Shimamoto’s skepticism is grounded in experience. He cautioned that orchestration and interoperability remain major obstacles — the same constraints that limited earlier technology integration efforts. His advice to firms is direct: stop layering new tools onto outdated assumptions. Start instead with a blank page and design the firm you would build today.

Governance, Ethics, and Market Correction
The conversation extended beyond operations into broader market dynamics. The hosts expect increasing pressure around governance, bias, data responsibility, and regulatory oversight. Mason emphasized the risk of reinforcing social bias through poorly governed systems. Shimamoto highlighted the need for stronger vendor due diligence and attention to environmental and community impacts tied to large-scale data infrastructure.

Together, they anticipate that market enthusiasm around AI will eventually encounter a correction — one that forces more realistic valuations, clearer accountability, and stronger governance frameworks.

Why Smaller Firms May Hold the Advantage
One of the episode’s most practical insights is that smaller firms may have the clearest path forward. With fewer legacy systems and constraints, they are often able to adopt new technologies more quickly and redesign workflows more effectively.

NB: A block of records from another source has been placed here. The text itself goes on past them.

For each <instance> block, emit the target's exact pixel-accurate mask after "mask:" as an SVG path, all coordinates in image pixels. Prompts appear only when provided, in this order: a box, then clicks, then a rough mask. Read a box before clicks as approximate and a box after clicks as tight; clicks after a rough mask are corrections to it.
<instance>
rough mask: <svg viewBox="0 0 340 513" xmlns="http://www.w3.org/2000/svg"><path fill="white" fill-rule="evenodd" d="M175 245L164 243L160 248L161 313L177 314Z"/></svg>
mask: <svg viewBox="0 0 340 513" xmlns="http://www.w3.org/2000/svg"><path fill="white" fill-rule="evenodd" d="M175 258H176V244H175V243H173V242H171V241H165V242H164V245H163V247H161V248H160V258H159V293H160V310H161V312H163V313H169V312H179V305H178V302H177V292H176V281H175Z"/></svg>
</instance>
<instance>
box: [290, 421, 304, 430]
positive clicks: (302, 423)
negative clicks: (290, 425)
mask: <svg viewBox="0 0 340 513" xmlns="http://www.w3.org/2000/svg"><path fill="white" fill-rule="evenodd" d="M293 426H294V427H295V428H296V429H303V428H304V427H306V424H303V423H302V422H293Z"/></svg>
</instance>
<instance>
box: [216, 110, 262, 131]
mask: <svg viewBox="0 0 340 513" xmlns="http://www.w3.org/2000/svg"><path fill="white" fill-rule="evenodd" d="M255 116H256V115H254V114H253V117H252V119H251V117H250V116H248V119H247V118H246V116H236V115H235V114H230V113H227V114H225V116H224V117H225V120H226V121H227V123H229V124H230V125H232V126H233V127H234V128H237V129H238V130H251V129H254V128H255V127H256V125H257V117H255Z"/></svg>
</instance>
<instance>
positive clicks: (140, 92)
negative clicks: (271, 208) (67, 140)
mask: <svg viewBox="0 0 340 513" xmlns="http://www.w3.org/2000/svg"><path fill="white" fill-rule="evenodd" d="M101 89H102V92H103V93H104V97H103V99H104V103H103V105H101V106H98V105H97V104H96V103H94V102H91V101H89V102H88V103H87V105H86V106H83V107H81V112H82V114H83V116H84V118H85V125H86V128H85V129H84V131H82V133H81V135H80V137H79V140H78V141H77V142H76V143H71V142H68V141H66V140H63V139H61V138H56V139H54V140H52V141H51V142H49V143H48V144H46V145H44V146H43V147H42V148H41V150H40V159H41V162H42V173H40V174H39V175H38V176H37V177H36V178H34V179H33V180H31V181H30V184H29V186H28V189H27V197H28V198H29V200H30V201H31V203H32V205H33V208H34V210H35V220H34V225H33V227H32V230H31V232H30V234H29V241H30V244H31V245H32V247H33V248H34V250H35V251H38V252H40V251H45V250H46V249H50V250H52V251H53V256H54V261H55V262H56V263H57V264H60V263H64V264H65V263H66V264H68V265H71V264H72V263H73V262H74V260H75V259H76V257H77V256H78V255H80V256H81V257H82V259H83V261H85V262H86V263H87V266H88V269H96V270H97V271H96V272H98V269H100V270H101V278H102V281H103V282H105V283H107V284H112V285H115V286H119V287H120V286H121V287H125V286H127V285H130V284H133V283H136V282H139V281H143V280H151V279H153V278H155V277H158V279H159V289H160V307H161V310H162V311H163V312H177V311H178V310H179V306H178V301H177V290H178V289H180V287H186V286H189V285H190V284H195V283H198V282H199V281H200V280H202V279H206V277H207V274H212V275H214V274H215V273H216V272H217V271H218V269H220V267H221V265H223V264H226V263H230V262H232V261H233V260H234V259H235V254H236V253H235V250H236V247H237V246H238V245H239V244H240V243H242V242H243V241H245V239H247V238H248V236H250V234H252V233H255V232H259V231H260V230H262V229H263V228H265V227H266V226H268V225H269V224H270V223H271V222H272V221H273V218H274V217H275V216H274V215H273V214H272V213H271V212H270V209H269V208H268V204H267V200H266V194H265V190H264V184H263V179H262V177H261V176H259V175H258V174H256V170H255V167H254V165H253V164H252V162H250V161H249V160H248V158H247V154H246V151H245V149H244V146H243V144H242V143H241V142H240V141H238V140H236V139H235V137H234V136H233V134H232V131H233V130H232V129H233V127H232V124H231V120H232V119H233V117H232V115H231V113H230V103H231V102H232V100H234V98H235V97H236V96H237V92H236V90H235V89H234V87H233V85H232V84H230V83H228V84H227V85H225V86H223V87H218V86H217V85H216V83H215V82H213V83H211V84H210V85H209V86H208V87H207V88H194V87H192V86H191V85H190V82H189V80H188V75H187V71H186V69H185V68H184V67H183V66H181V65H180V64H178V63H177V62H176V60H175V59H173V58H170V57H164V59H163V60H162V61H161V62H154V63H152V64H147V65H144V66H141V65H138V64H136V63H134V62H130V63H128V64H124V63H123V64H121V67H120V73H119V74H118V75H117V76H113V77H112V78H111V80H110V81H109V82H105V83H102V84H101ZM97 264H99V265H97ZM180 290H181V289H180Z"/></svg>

If AI continues to compress timelines and expand capacity, speed becomes a competitive weapon. Firms that move with intention may outperform peers in ways previous technology cycles never allowed.

A New Operating Reality
The hosts offered no simple conclusion about whether 2026 will be “good” or “bad” for the profession. Instead, they described a new operating reality:

  • Licensure will continue shifting.
  • AI will become table stakes.
  • Governance will become unavoidable.
  • Culture will increasingly shape competitiveness.

Firms that respond thoughtfully — rather than reactively — will be best positioned to shape the next phase of the profession instead of merely surviving it.